Le chlordécone favoriserait l’apparition de troubles cardiaques, c’est ce que nous apprend l’étude menée par les chercheurs de l’Institut de cardiologie de Montréal publiée dans le Journal of Hazardous Materials. Ces recherches menées sous la direction du docteur Roddy Hiram, originaire de Guadeloupe, ont démontré que l'ingestion prolongée de chlordécone, via l'eau potable, "est associée à une inflammation cardiaque, augmentant ainsi la vulnérabilité aux arythmies cardiaques, notamment la fibrillation auriculaire".
Mais cette hypothèse n’est pas du goût de tous. L'épidémiologiste Luc Multigner, spécialiste de la question du chlordécone appelle à la prudence : "Au moment de communiquer auprès de la population antillaise qui souffre dans leur sang de la pollution environnementale au chlordécone et des conséquences sanitaires qui vont avec, leur faire gober des informations qui peuvent conduire à une angoisse supplémentaire, je trouve ça inapproprié. Ce n’est pas comme ça qu’on fait de la santé publique."
Pour Luc Multigner, directeur de recherche à l’Inserm, l’information diffusée dans ce communiqué ne précise pas que l’étude a été menée sur des rats et non sur des humains. "Que je sache, les rats ne sont pas des humains", réagit-il.
Aucun aspect de notre méthodologie n’est caché.
Roddy Hiram
Une critique à laquelle a répondu Roddy Hiram : "Nous sommes dans l’environnement canadien, il y a des organismes qui protègent les animaux et nous devons respecter les règles de déontologie et d'éthique. Donc, lorsque nous avons communiqué, nous avons employé le conditionnel pour dire que ce que nous avons observé pourrait avoir des effets sur la santé humaine. Nous montrons très bien dans notre article que nous avons utilisé des modèles expérimentaux."
Deux visions qui s’opposent
Le chercheur d’origine guadeloupéenne soutient la démarche engagée par son laboratoire, notamment en qui concerne les tests menés sur les rats et non les êtres humains. "Nous sommes des scientifiques, nous travaillons au niveau clinique. Nous utilisons des modèles translationnels, c'est-à-dire qu’à chaque étape de la démonstration, nous regardons de quelle manière cela peut être transposé à l’être humain", explique-t-il.

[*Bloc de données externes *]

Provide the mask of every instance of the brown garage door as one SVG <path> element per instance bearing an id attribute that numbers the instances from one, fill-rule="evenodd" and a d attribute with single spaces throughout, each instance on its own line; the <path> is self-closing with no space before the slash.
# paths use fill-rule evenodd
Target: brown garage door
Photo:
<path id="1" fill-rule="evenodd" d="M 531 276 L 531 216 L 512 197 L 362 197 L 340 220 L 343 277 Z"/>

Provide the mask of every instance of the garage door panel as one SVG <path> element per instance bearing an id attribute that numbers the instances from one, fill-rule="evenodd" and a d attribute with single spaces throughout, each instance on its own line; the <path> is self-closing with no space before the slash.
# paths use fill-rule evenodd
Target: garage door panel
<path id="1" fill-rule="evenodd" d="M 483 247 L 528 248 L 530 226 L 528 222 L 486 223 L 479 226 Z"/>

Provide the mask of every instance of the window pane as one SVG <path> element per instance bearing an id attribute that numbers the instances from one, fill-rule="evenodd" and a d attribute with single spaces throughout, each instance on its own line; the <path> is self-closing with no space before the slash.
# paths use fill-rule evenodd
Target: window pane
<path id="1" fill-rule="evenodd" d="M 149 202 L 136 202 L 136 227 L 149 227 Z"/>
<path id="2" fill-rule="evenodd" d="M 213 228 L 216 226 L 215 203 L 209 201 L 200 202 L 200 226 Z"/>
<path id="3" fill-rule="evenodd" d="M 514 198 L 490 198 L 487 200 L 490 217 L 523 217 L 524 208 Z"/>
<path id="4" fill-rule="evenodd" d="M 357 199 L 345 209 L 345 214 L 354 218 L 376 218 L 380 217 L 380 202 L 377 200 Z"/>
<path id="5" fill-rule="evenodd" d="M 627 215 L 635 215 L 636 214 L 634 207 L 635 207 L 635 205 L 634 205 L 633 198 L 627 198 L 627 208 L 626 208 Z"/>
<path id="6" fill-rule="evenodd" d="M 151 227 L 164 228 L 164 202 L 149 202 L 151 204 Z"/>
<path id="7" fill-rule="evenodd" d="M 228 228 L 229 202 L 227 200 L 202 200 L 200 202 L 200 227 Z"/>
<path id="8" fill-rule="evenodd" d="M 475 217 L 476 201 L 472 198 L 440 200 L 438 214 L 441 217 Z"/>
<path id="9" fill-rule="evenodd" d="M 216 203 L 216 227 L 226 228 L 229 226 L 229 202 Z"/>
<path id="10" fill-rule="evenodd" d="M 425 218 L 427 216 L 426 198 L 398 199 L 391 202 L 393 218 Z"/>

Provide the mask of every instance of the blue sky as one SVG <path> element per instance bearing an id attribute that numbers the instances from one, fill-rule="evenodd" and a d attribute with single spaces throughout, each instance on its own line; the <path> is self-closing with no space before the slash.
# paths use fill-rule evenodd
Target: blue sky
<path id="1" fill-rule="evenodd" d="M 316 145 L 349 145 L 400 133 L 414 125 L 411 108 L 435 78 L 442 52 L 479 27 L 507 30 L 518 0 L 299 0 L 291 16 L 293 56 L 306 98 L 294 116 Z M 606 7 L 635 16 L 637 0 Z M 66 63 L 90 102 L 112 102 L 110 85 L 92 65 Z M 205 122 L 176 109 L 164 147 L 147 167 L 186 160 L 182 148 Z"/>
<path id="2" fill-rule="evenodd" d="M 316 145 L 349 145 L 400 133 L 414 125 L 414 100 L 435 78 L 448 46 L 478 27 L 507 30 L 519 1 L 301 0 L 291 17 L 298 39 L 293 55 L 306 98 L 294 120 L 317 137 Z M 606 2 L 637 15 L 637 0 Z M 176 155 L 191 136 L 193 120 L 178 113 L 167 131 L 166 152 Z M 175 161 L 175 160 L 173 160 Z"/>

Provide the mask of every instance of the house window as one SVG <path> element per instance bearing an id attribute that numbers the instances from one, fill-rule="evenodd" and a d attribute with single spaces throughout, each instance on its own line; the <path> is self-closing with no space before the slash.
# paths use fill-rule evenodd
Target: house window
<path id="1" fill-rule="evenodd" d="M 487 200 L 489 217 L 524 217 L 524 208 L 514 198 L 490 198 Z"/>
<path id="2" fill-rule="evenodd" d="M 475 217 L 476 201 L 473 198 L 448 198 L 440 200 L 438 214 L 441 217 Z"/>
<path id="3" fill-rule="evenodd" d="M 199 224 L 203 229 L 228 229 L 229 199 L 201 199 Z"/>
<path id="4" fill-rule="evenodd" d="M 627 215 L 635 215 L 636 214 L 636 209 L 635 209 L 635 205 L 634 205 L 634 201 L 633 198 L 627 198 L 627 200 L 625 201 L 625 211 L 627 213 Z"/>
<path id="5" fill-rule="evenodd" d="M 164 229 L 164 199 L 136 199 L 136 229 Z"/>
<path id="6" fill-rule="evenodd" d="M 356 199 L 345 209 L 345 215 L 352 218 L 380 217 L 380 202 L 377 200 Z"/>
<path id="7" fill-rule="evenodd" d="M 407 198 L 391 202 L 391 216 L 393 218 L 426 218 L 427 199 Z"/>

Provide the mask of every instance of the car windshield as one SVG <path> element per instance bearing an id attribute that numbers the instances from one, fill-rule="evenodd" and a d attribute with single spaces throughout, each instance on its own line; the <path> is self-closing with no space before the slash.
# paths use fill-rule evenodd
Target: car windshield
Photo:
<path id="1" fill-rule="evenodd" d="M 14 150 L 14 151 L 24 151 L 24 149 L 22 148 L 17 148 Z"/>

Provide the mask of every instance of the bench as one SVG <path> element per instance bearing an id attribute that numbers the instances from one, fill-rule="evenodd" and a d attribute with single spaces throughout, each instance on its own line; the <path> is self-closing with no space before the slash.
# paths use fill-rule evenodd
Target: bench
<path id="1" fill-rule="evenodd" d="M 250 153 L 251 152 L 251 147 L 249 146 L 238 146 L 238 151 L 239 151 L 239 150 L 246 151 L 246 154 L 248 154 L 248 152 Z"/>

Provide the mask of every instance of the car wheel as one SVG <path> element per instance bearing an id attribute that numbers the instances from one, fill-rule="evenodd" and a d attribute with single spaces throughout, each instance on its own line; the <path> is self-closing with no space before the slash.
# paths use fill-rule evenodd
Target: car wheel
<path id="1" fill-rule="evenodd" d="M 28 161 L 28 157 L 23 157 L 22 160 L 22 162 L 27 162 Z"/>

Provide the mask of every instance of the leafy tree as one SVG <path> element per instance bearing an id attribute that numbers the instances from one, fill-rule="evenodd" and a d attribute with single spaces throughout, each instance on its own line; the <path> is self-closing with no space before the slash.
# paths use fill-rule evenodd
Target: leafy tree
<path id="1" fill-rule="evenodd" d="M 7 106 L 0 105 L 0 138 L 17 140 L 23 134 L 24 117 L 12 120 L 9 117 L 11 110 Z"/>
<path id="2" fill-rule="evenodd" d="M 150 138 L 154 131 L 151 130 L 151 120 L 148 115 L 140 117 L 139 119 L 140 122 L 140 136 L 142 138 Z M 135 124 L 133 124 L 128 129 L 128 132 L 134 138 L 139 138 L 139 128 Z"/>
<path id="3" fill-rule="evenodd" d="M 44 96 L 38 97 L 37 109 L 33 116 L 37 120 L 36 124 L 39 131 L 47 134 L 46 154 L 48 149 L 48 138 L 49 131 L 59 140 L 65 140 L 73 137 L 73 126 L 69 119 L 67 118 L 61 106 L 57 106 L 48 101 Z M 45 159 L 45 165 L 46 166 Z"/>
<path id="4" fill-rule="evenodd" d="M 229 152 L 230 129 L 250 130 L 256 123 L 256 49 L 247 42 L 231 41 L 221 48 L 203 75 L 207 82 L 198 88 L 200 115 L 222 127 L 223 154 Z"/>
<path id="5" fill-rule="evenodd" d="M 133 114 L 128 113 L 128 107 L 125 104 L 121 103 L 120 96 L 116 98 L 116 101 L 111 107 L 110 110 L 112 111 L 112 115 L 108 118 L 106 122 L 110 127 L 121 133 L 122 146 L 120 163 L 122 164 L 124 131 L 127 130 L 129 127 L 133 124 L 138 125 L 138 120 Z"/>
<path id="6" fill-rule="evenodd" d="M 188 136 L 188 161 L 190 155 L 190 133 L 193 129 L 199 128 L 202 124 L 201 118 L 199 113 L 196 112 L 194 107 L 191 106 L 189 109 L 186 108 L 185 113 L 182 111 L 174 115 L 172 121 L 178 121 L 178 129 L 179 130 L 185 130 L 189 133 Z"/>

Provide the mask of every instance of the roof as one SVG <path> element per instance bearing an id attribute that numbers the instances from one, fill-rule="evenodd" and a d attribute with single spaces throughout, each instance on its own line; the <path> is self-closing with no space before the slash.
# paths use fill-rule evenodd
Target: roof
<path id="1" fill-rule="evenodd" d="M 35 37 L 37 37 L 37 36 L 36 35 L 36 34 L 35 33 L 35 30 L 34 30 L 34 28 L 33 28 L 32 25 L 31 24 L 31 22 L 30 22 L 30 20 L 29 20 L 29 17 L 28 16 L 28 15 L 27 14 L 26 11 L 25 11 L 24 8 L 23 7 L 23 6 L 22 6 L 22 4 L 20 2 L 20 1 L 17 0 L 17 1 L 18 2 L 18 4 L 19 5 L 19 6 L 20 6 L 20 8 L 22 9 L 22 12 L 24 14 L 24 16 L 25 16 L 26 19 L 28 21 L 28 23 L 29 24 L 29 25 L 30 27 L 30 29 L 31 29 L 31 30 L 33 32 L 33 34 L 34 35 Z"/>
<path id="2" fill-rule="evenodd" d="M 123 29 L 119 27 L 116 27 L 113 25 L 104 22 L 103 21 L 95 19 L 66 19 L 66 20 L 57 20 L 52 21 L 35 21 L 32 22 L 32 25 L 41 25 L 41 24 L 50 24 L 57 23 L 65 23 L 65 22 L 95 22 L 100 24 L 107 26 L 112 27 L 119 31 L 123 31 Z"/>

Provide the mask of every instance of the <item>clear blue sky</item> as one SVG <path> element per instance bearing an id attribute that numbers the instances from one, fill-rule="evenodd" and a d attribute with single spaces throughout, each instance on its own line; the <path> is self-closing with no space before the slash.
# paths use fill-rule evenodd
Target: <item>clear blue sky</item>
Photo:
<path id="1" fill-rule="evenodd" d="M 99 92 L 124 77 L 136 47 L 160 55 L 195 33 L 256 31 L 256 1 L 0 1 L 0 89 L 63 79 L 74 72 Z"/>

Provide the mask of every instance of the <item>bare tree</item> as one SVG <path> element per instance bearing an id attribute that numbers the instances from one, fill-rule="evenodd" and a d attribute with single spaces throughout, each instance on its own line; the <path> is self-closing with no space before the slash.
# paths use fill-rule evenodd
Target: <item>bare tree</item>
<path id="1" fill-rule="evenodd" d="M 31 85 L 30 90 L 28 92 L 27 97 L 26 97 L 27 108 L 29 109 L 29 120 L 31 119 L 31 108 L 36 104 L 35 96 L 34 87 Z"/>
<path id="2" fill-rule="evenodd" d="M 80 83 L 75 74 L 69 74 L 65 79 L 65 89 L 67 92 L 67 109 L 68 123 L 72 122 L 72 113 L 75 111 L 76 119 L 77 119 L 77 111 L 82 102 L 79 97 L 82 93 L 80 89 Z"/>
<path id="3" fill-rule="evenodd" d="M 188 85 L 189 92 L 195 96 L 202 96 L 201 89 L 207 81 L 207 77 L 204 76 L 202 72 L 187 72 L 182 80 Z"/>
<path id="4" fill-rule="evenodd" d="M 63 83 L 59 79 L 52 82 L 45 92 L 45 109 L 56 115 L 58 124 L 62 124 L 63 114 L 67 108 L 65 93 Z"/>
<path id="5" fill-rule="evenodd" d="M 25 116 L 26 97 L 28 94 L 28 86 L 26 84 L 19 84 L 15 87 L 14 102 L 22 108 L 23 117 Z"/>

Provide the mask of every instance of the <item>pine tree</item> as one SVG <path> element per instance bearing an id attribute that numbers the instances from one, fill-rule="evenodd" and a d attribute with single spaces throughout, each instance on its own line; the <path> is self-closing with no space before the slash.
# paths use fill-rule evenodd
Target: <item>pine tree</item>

Malgré ses remarques, Luc Multigner juge tout de même que cette étude est intéressante car elle donne des pistes, mais il estime qu’ils auraient pu aller plus loin dans leur démarche.
L’étape suivante serait de tester l’hypothèse que l’exposition au chlordécone serait nocive pour l’être humain. Mais pour cela, il faut la réalisation d’étude épidémiologiste sur les populations humaines pour affirmer ou infirmer les choses.
Luc Multigner
Selon Roddy Hiram, tester le chlordecone en l'administrant à des humains serait non-éthique au regard de la dangerosité de cette molécule. Dr Hiram soutient donc l'importance des modèles expérimentaux qu'il a développé dans son étude et propose en plus, la perspective de réaliser des tests complémentaires : "Ce qui serait intéressant, c'est d’aller voir les personnes qui ont été exposées au chlordécone et voir dans quelles mesures elles développent des troubles du rythme cardiaque."
"Nous avons ouvert une piste, il s’agit maintenant de l’approfondir", se réjouit Roddy Hiram. Ces deux visions qui s’opposent montrent toute la complexité qui existe à ce jour dans la recherche sur le chlordécone et ses effets sur la santé comme le cancer de la prostate, les troubles de la fertilité et les anomalies fœtales et périnatales.